Astronomers have observed a big, enormous star being torn apart by a black hole, resulting in a spectacular explosion. One of the brightest bursts ever detected, as well as a delayed infrared “light echo” emitted by heated dust, are evidence of this cosmic disaster. A particularly high-energy neutrino was also recorded by the IceCube observatory at the South Pole, which was most likely caused by this “tidal disruption event.”

When a star approaches a supermassive black hole too closely, its fate is sealed: the massive gravity pushes on the star, causing massive tidal forces in the stellar material. Because the forces of attraction are higher on the side facing the hole than on the rear, the star is ripped apart in a “tidal disruption event” (TDE) and its material is ripped apart into tiny threads – it gets spaghettized.

A research team led by Simeon Reusch from the German electron synchrotron in Hamburg has now followed a particularly violent star death. The first signal from this event was captured by the Zwicky Transient Facility (ZTF) in California, an observatory specifically designed to detect transient cosmic events. On August 10, 2019, the telescope detected an unusually strong burst of radiation, which slowly abated over the next few weeks.

The astronomers determined that the burst of radiation occurred in the heart of a galaxy 4.4 billion light-years away, at the center of which sits a black hole with a mass of 35 million times the mass of the Sun. On the basis of its spectroscopic and photometric characteristics, AT2019fdr was classified as a possible tidal disruption event, although the extreme flare of an active galaxy core could not be ruled out.

To gain clarity, astronomers observed AT2019fdr’s evolution over more than a year in all parts of the electromagnetic spectrum – from gamma rays to radio.

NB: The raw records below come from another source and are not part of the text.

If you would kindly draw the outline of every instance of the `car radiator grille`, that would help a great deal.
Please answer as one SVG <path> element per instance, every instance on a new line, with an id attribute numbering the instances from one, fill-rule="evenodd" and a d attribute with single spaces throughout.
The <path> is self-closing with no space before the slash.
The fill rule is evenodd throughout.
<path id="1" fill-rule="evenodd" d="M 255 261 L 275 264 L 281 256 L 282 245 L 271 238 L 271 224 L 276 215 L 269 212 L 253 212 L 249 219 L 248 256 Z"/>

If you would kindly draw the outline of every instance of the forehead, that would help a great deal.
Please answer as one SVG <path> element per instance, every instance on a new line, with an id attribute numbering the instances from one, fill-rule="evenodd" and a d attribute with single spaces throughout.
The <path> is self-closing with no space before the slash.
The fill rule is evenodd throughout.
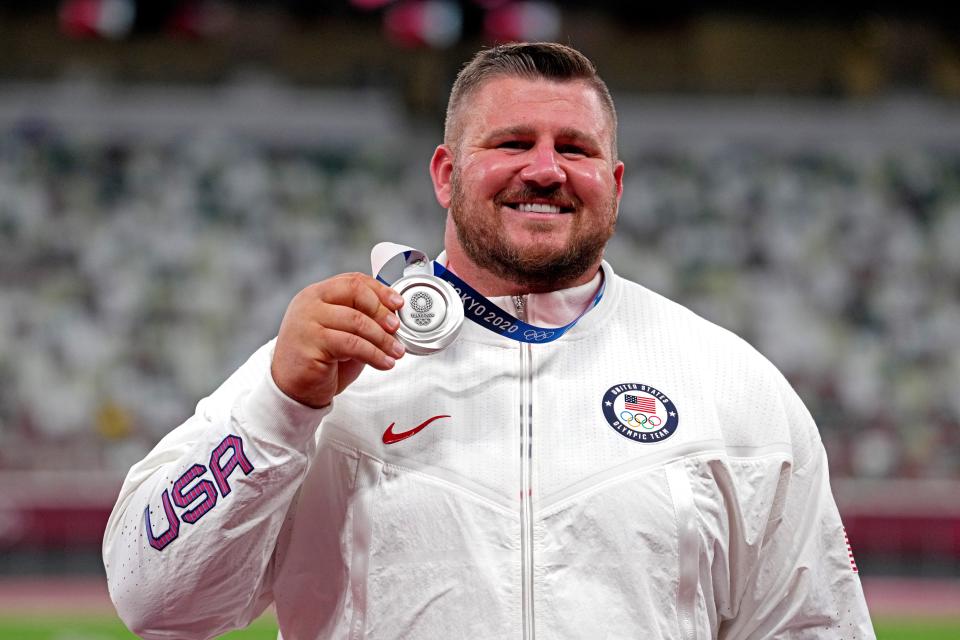
<path id="1" fill-rule="evenodd" d="M 610 116 L 585 80 L 497 76 L 476 88 L 461 105 L 464 138 L 510 127 L 575 129 L 599 140 L 612 134 Z"/>

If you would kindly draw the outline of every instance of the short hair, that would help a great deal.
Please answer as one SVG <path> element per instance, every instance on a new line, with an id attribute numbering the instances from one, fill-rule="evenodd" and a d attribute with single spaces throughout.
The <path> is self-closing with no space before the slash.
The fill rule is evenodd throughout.
<path id="1" fill-rule="evenodd" d="M 500 76 L 568 82 L 583 80 L 597 92 L 604 110 L 610 117 L 613 158 L 617 157 L 617 110 L 606 83 L 597 73 L 593 62 L 585 55 L 555 42 L 519 42 L 481 49 L 466 63 L 450 90 L 444 122 L 444 142 L 454 145 L 459 141 L 460 128 L 457 112 L 466 98 L 484 82 Z"/>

The observations revealed that the enormous outburst of brightness must actually have been a tidal disruption event – the rupturing of a star by a black hole. 

“This tidal disruption event may even have been the most luminous transient cosmic phenomenon ever observed,” says co-author Marek Kowalski from DESY. 

The researchers believe that the ruptured star must have been a massive sun in order for enough stuff to gather and eventually glow on the accretion disk.

Also indicative of such a stellar catastrophe was a glaring infrared “light echo” captured by NASA’s WISE infrared telescope a few months after the optical beam output had faded. 

“The dust echo in the infrared range is a key signature of the tidal disruption event,” explains Reusch. “This gave away the nature of this transient object.”

The cause of this delayed thermal radiation is a huge cloud of dust in the vicinity of the black hole, which was heated up by the star’s death and the radiation released in the process. This caused the dust to radiate in the infrared range. Due to geometric effects, this light echo only reached its maximum a year after the giant star ruptured.

The IceCube observatory at the South Pole also captured a high-energy neutrino that could have been produced by the event. This could be the second time IceCube has picked up a particle from a shattered star, marking a breakthrough for the field of neutrino astronomy. “Neutrinos give us insights into cosmic objects that are not possible with light and other electromagnetic radiation,” says Kowalski, DESY’s head of neutrino astronomy. “With electromagnetic radiation, we look at the surface of an object. Neutrinos, however, reach us unhindered from the interior .”

In particular, the combining of electromagnetic radiation observations with neutrinos provides novel insights. This is known as multi-messenger astronomy because the messengers in the two domains, photons and neutrinos, are of vastly different natures. Radio wave measurements, for example, revealed that this phenomenon is a cosmic particle accelerator. The neutrino’s independent measurement backs up this claim, indicating that it is a proton (hydrogen nuclei) accelerator but not an electron (far lighter) accelerator. Further analysis of the IceCube measurement data should yield more precise results.